Abortion: how things stand in US as court prepares to rule

·3-min read

The Supreme Court is expected to deliver an opinion by the end of June that could roll back 50 years of abortion rights in the United States.

This is the state of affairs in the country ahead of the much-anticipated ruling by the nation's highest court:

- Roe v. Wade -

In the absence of any federal laws, it is the 1973 ruling in the landmark Supreme Court case known as Roe v. Wade that guarantees a woman's right to an abortion in the United States.

A 1992 court decision, in Planned Parenthood v. Casey, protects access to abortion until "viability," when the fetus can survive outside the womb, typically between 22 and 24 weeks of pregnancy.

States are also not allowed to enact any laws that would impose an "undue burden" on a woman seeking an abortion.

This legal framework could be upended soon.

According to a draft opinion leaked in May, the conservative majority on the nine-member court is prepared to overturn Roe v. Wade.

"We hold that Roe and Casey must be overruled," the author of the opinion, Justice Samuel Alito, wrote. "It is time to heed the Constitution and return the issue of abortion to the people's elected representatives."

Anticipating a reversal, lawmakers in 13 Republican-ruled states have already adopted so-called "trigger" laws that would ban abortion if the Supreme Court overturns Roe v. Wade.

- Patchwork -

Conservative states have long tested the limits of the "undue burden" standard to impose laws restricting abortion, forcing many clinics to close their doors.

The states of West Virginia and Mississippi, for example, each have only one abortion clinic, while there are more than 150 in California.

Some states force minors to have parental consent before undergoing an abortion or to listen to the heartbeat of the embryo.

Since September 1, Texas, following a long legal battle, has banned abortions after six weeks, before many women even know they are pregnant.

Money is another factor.

Nearly a dozen states ban private medical insurance plans from reimbursing abortions.

But 15 other states dip into public funds to help low-income women pay for the procedure.

- Poverty and minorities -

There were more than 930,000 abortions in the United States in 2020, according to the latest statistics from the Guttmacher Institute, which has noted a recent increase after 30 years of steady decline.

This amounts to 14.4 abortions for every 1,000 women of procreative age, about the same as in most developed countries.

Nearly 50 percent of the women seeking abortions live below the poverty line and Black and Hispanic women are overrepresented as a proportion of the population -- 29 percent and 25 percent respectively.

According to the US Centers for Disease Control and Prevention, 92.2 percent of abortions in the United States take place in the first trimester.

- Divided opinion -

More than 60 percent of Americans believe abortion should remain legal in all or most cases, a figure that has remained relatively stable for the past few years, according to a survey by the Pew Research Center.

But there are enormous differences based on political persuasion: 80 percent of Democrats believe abortion should remain legal in all or most cases while just 35 percent of Republicans do.

And the divide is widening. Those figures were 72 percent and 39 percent, respectively, in 2016.
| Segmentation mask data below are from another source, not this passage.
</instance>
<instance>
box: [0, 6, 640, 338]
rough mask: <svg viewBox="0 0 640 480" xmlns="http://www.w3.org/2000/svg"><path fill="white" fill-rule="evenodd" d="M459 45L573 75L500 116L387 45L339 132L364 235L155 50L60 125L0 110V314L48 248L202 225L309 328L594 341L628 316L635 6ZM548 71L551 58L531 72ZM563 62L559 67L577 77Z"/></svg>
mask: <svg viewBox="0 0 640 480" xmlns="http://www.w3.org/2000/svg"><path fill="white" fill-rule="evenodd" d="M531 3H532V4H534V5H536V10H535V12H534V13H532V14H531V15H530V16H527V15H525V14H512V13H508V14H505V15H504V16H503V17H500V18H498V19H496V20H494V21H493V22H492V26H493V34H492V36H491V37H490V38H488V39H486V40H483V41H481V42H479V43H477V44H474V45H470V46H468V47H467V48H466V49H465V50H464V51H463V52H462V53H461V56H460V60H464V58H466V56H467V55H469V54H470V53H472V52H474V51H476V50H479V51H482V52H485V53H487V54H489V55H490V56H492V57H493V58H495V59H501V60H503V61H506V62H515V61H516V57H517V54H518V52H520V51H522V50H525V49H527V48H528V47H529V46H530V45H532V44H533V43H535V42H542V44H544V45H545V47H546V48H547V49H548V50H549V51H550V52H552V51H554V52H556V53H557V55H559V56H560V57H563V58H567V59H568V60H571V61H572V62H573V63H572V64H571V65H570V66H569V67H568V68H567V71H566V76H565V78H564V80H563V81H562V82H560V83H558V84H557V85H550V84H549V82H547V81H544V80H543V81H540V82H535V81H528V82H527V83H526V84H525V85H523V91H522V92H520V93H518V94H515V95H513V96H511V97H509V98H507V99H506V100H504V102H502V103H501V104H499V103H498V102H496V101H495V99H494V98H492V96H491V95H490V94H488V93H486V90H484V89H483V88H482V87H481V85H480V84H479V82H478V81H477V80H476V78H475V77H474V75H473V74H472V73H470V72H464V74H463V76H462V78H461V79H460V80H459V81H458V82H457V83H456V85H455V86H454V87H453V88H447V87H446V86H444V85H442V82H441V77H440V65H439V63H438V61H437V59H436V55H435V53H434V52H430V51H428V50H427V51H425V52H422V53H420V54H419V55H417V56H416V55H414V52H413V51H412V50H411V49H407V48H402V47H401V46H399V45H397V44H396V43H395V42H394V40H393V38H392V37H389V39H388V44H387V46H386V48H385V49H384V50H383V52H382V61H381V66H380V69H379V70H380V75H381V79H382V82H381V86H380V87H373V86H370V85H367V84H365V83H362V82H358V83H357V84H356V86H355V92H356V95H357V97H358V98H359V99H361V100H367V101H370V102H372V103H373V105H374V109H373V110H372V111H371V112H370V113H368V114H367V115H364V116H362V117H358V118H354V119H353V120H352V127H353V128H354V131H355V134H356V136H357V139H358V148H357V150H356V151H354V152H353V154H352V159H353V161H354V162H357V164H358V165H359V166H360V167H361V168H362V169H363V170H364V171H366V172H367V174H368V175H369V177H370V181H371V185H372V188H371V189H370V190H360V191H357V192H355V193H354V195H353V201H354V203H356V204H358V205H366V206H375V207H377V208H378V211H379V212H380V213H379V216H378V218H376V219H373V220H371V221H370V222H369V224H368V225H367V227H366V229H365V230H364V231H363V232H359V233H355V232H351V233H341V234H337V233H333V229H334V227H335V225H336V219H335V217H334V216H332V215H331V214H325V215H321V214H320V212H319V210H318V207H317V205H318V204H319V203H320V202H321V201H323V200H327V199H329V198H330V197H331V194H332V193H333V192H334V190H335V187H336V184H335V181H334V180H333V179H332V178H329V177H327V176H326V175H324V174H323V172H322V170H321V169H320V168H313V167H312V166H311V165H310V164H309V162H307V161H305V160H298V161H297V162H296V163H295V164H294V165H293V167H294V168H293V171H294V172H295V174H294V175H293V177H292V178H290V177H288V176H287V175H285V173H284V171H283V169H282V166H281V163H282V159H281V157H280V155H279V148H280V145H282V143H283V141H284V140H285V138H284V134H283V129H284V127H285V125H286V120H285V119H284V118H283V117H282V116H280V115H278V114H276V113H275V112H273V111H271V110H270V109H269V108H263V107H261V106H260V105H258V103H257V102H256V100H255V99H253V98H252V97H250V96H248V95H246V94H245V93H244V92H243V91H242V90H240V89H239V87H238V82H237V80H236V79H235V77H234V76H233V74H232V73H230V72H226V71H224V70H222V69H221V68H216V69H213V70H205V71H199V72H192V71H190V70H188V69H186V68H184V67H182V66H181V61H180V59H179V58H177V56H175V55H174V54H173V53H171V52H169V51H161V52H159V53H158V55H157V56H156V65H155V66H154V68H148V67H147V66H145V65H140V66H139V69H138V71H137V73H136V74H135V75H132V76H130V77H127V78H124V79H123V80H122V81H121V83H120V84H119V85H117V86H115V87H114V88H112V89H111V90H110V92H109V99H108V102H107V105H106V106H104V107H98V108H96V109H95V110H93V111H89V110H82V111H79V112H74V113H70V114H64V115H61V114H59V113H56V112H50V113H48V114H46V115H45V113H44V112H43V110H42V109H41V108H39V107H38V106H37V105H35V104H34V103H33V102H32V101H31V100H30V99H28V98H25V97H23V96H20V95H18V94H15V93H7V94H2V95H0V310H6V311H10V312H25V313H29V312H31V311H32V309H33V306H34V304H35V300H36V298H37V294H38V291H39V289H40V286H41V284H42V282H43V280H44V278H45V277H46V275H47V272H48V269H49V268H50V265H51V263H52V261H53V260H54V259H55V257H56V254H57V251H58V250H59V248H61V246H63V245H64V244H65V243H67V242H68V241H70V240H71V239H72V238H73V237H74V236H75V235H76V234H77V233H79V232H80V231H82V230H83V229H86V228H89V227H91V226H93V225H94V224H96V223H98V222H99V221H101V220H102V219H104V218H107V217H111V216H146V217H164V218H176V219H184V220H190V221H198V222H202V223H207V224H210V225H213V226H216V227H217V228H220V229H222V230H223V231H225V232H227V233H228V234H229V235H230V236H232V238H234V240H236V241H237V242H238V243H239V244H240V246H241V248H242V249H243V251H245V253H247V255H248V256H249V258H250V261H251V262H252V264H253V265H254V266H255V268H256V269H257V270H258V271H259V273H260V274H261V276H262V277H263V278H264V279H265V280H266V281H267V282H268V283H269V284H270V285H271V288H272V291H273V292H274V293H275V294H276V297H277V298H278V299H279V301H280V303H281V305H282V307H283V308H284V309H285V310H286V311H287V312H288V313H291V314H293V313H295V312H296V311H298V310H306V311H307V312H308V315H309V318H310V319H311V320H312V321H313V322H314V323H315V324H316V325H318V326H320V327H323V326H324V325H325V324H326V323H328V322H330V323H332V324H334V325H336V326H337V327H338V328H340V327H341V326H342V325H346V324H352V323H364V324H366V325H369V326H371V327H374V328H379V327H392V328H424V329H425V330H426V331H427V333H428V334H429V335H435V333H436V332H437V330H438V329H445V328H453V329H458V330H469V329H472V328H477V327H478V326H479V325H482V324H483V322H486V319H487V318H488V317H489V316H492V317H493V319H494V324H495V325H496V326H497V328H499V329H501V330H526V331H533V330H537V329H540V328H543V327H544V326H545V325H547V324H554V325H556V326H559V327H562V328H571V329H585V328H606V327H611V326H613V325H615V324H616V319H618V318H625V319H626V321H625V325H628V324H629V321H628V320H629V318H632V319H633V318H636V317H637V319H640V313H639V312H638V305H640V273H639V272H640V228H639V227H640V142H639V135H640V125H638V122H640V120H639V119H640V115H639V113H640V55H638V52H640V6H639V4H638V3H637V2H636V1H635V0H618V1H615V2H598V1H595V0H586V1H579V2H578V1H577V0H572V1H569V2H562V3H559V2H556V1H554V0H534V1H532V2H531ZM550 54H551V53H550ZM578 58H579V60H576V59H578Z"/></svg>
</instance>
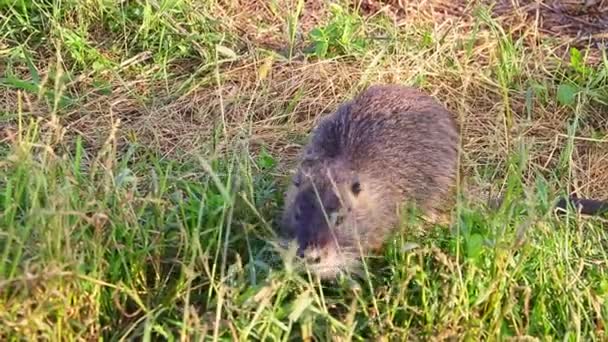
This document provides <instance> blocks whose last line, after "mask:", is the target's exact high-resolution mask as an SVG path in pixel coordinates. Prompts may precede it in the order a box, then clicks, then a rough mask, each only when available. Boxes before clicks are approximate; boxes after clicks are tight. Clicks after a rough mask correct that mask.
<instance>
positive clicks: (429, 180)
mask: <svg viewBox="0 0 608 342" xmlns="http://www.w3.org/2000/svg"><path fill="white" fill-rule="evenodd" d="M458 144H459V128H458V126H457V123H456V120H455V118H453V117H452V114H451V113H450V112H449V111H448V110H447V109H446V108H445V107H443V106H442V105H441V104H440V103H439V102H437V100H435V99H434V98H433V97H431V96H429V95H426V94H424V93H422V92H420V91H419V90H417V89H415V88H410V87H406V86H399V85H377V86H372V87H369V88H368V89H367V90H366V91H364V92H363V93H361V94H360V95H359V96H358V97H356V98H355V99H353V100H352V101H350V102H347V103H345V104H344V105H342V107H341V108H339V109H338V110H337V111H336V112H335V113H334V114H333V115H331V116H329V117H327V118H326V119H325V120H324V121H323V122H321V123H320V124H319V126H318V128H317V130H316V132H315V133H314V135H313V146H316V148H317V149H324V150H326V151H328V152H330V155H328V156H329V157H332V158H334V159H336V160H340V161H343V162H345V164H346V165H350V166H351V167H352V168H354V169H355V170H357V172H359V173H361V174H365V175H367V176H368V177H371V178H374V179H377V180H378V181H379V182H378V184H380V185H381V186H382V187H383V189H377V191H383V192H384V193H385V196H389V197H395V198H396V200H400V199H406V200H407V199H411V200H415V201H416V202H417V205H419V206H422V207H423V209H425V210H426V211H427V213H428V214H429V215H431V216H433V215H434V214H435V209H436V208H437V207H438V206H441V205H442V204H441V201H442V199H443V198H444V197H445V196H446V195H447V194H448V192H449V191H450V189H451V187H452V185H453V183H454V181H455V177H456V169H457V159H458Z"/></svg>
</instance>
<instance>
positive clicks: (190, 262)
mask: <svg viewBox="0 0 608 342" xmlns="http://www.w3.org/2000/svg"><path fill="white" fill-rule="evenodd" d="M373 3H375V4H378V2H373ZM405 3H406V6H405V9H404V11H405V12H406V13H410V14H412V13H414V14H415V15H407V16H406V17H403V14H402V13H401V12H399V11H393V12H390V11H389V12H379V13H376V12H373V11H371V10H370V9H368V8H366V7H365V6H355V5H352V4H351V6H348V3H346V2H337V5H325V4H323V3H321V2H304V1H268V2H255V1H226V2H220V1H217V2H216V1H206V2H199V1H191V0H181V1H163V0H159V1H151V0H150V1H144V0H137V1H126V2H118V1H117V2H113V1H97V2H90V1H84V0H73V1H62V2H50V3H49V2H46V1H38V0H32V1H25V0H17V1H13V0H9V1H2V2H0V18H1V19H2V20H1V21H0V22H1V23H0V70H1V74H0V84H1V85H2V87H0V91H1V95H0V103H1V104H2V109H1V110H0V125H1V126H2V127H1V128H2V129H3V131H2V133H1V135H0V137H1V138H2V139H1V141H2V142H1V144H0V154H1V155H2V158H1V160H0V169H1V173H0V257H1V258H2V260H1V263H0V336H2V339H3V340H11V341H12V340H22V339H27V340H30V339H51V340H92V339H101V338H103V339H108V340H122V339H138V340H139V339H144V340H151V339H154V340H157V339H161V340H165V339H166V340H177V339H180V340H218V339H222V340H228V339H231V340H233V339H234V340H248V339H254V340H288V339H289V340H291V339H316V340H326V339H330V338H331V339H336V340H343V339H345V340H351V339H353V340H364V339H368V338H374V339H448V338H457V339H459V340H460V339H462V340H474V339H483V340H488V339H489V340H497V339H498V340H504V339H509V338H525V337H533V338H538V339H543V340H546V339H560V340H605V339H606V338H607V337H608V332H607V331H606V324H607V323H608V267H607V262H608V246H607V244H606V241H608V240H607V237H608V236H607V235H606V221H605V220H603V219H582V218H579V217H576V215H568V216H565V217H560V218H556V217H553V215H551V214H550V211H549V206H550V203H551V201H552V198H553V197H554V196H555V194H558V193H563V192H567V191H571V190H572V189H574V190H576V191H577V192H578V193H579V195H580V196H589V197H597V198H606V197H608V193H607V190H606V189H608V149H607V146H608V145H607V141H608V126H607V125H608V116H607V115H606V113H607V110H608V58H607V57H606V54H605V53H604V54H603V55H602V54H600V58H599V59H598V58H595V59H591V58H589V56H588V55H587V52H588V51H591V52H594V51H595V52H597V50H587V49H585V48H580V47H579V48H571V49H569V50H568V55H567V56H566V58H563V56H561V55H559V54H558V53H557V51H560V50H559V47H560V44H561V41H560V40H559V38H560V37H544V36H541V34H540V33H539V30H538V29H536V27H535V26H534V25H528V26H523V27H522V26H519V27H514V26H512V25H511V26H510V25H508V21H505V20H503V19H504V18H498V17H496V16H494V15H493V12H492V11H491V8H489V7H484V6H482V5H481V4H477V3H476V2H474V3H471V4H470V5H468V6H466V7H463V8H462V12H461V13H460V16H454V14H449V13H450V12H448V14H445V12H441V13H440V12H432V8H431V7H428V6H427V7H425V5H424V4H423V3H418V2H414V1H412V2H405ZM428 3H429V2H426V4H427V5H428ZM430 3H431V4H436V5H437V4H439V5H441V4H442V3H441V2H439V1H435V2H430ZM444 4H445V3H444ZM380 7H381V6H380ZM380 7H379V8H380ZM388 8H389V9H390V8H393V9H394V7H388ZM440 17H441V18H443V19H444V20H438V18H440ZM403 18H406V19H405V20H404V19H403ZM516 29H517V32H518V34H517V35H515V34H512V33H513V32H515V31H516ZM531 42H532V43H531ZM377 82H393V83H395V82H398V83H404V84H411V85H415V86H418V87H420V88H422V89H424V90H425V91H428V92H429V93H431V94H433V95H435V96H436V97H437V98H438V99H439V100H440V101H442V102H443V103H445V104H446V105H447V106H448V107H449V108H450V109H451V110H452V111H453V112H454V113H455V114H456V115H457V116H458V117H459V121H460V122H461V125H462V130H463V144H462V158H461V164H462V165H461V166H462V174H463V186H462V196H461V197H462V200H461V201H459V203H458V205H457V208H456V210H455V213H456V216H455V217H456V219H455V221H454V222H453V223H452V224H451V226H450V227H446V226H433V227H425V226H422V225H421V224H420V223H418V222H415V221H411V222H410V221H407V222H404V225H403V234H399V235H398V236H396V237H395V238H394V239H393V240H391V241H388V242H387V246H386V249H385V250H384V252H383V255H381V256H380V257H379V258H369V260H368V262H369V264H368V270H369V274H368V276H367V277H366V278H365V279H350V280H349V279H342V280H340V281H338V282H335V283H319V282H318V281H316V280H315V279H313V278H312V277H310V276H309V275H308V274H306V273H298V272H295V271H294V264H293V263H292V261H293V260H292V256H291V254H289V252H285V254H280V253H279V252H277V251H276V250H274V249H273V246H272V244H271V243H270V241H271V240H272V237H273V234H274V233H273V229H274V227H275V226H276V215H278V213H279V212H280V209H281V204H282V192H283V190H284V185H285V182H286V179H287V176H288V174H289V169H290V168H291V167H292V166H293V161H294V156H295V154H296V153H297V151H298V148H299V145H300V144H302V143H303V142H304V141H305V137H306V134H307V133H308V132H309V130H310V128H311V127H312V126H313V125H314V122H315V120H316V119H317V118H318V117H320V116H322V115H325V114H327V113H328V112H330V111H331V110H333V109H334V108H335V107H336V106H337V105H338V103H340V102H341V101H343V100H345V99H347V98H349V97H350V96H353V95H354V94H355V93H356V92H357V91H359V90H361V89H362V88H363V87H365V86H366V85H368V84H372V83H377ZM499 191H500V192H502V193H505V194H507V199H508V201H507V202H506V204H505V205H504V206H503V207H501V208H500V209H499V210H496V211H490V210H487V209H486V208H485V207H484V206H483V205H482V204H483V200H482V199H483V198H485V197H486V196H487V194H488V193H492V194H495V193H496V192H499Z"/></svg>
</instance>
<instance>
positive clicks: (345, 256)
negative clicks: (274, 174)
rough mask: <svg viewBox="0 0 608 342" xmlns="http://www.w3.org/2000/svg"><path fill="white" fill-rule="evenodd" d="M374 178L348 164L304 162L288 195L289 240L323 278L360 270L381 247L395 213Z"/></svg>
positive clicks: (287, 200) (283, 217)
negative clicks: (377, 248) (371, 253)
mask: <svg viewBox="0 0 608 342" xmlns="http://www.w3.org/2000/svg"><path fill="white" fill-rule="evenodd" d="M380 186H381V184H377V182H375V181H374V179H373V177H370V176H369V175H367V174H362V173H361V172H360V171H359V172H358V171H357V170H356V169H355V168H354V167H352V165H349V163H348V161H343V160H336V159H326V158H320V157H319V156H318V155H315V154H314V153H313V152H309V153H308V154H307V155H305V157H304V158H303V159H302V161H301V163H300V165H299V167H298V168H297V170H296V173H295V175H294V176H293V178H292V182H291V184H290V185H289V188H288V190H287V193H286V198H285V208H284V211H283V217H282V222H281V228H282V233H283V236H284V237H285V238H286V239H287V240H295V241H296V242H297V245H298V254H299V256H300V257H302V258H304V260H305V261H306V263H307V264H308V265H309V266H310V267H311V270H312V271H313V272H314V273H316V274H317V275H319V276H321V277H322V278H333V277H335V276H336V275H337V274H338V273H341V272H350V271H355V270H356V268H357V266H358V265H359V262H360V259H359V257H360V256H361V254H362V253H363V254H365V253H366V252H368V251H370V250H372V249H374V248H377V247H378V245H379V244H381V243H382V240H383V238H384V236H383V234H384V232H383V229H385V228H386V227H387V224H388V221H390V219H391V217H392V216H391V214H392V215H394V214H395V213H391V212H387V210H386V209H387V205H386V203H387V202H386V201H387V198H382V196H381V195H380V194H381V193H382V192H381V191H380V190H379V189H380Z"/></svg>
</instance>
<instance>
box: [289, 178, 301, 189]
mask: <svg viewBox="0 0 608 342" xmlns="http://www.w3.org/2000/svg"><path fill="white" fill-rule="evenodd" d="M291 182H292V183H293V185H294V186H295V187H296V188H297V187H299V186H300V184H301V183H302V179H301V178H300V175H295V176H294V177H293V178H292V179H291Z"/></svg>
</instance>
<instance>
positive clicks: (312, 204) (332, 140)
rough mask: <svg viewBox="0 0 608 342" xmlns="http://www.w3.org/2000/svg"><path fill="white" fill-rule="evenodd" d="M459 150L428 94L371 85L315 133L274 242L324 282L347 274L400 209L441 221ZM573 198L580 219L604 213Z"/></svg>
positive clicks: (592, 204)
mask: <svg viewBox="0 0 608 342" xmlns="http://www.w3.org/2000/svg"><path fill="white" fill-rule="evenodd" d="M459 145H460V128H459V126H458V123H457V121H456V118H455V117H454V115H453V114H452V113H451V112H450V111H449V110H448V109H447V108H446V107H444V106H443V105H442V104H441V103H440V102H438V101H437V100H435V99H434V98H433V97H432V96H430V95H427V94H425V93H424V92H422V91H420V90H418V89H416V88H413V87H409V86H403V85H388V84H384V85H383V84H380V85H372V86H370V87H368V88H367V89H365V90H364V91H362V92H361V93H359V94H358V95H357V96H356V97H355V98H353V99H352V100H350V101H346V102H345V103H343V104H341V105H340V106H339V107H338V108H337V110H335V111H334V112H333V113H331V114H329V115H327V116H325V117H323V118H322V119H321V120H320V122H319V123H318V125H317V126H316V127H315V128H314V129H313V131H312V133H311V136H310V139H309V142H308V143H307V145H305V147H304V148H303V150H302V152H301V153H300V156H299V161H298V165H297V167H296V170H295V174H294V175H293V177H292V179H291V183H290V185H289V186H288V188H287V191H286V193H285V200H284V209H283V212H282V217H281V220H280V231H281V236H282V237H283V238H284V240H286V241H291V240H295V241H296V242H297V245H298V255H299V256H301V257H303V258H304V259H305V260H306V261H307V263H308V264H309V266H310V268H311V270H312V271H313V273H315V274H317V275H318V276H320V277H321V278H324V279H327V278H334V277H335V276H337V275H338V274H339V273H342V272H349V271H352V270H354V269H355V268H356V267H357V266H358V265H359V263H360V259H359V256H360V255H361V254H367V253H369V252H373V251H376V250H378V249H379V248H380V247H381V246H382V245H383V244H384V243H385V240H386V239H387V237H388V236H389V235H390V234H391V233H392V232H393V229H395V228H396V227H397V226H398V223H399V219H400V209H401V208H403V205H404V204H413V205H415V206H416V208H418V209H419V210H421V212H422V214H423V215H424V216H425V217H426V218H427V219H428V220H430V221H437V220H439V219H441V218H442V217H443V218H444V217H445V215H446V213H447V211H448V210H449V207H450V206H449V204H450V203H452V202H451V197H452V196H453V194H454V190H455V186H456V181H457V170H458V167H459V165H458V161H459V160H458V156H459V155H458V153H459ZM577 201H578V202H576V203H575V204H582V205H583V207H584V208H583V211H584V212H585V213H587V214H597V213H599V212H602V211H604V210H606V211H608V204H606V202H601V201H593V200H577ZM560 205H561V206H562V208H565V207H566V202H565V201H560V202H559V203H558V207H559V206H560Z"/></svg>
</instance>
Religious conviction also plays a large role. Seventy-seven percent of white evangelicals believe abortion should be illegal in most cases.

- A conservative offensive -

During the 2016 presidential campaign, Republican Donald Trump managed to attract many voters on the religious right with his promise to name justices to the Supreme Court who shared their values and would notably be prepared to strike down Roe v. Wade.

During his four years in the White House, Trump nominated three justices to the court, giving conservatives a solid 6-3 majority.

Their arrival spurred Republican state lawmakers to pass increasingly restrictive abortion laws, several of which eventually made their way to the nation's highest court.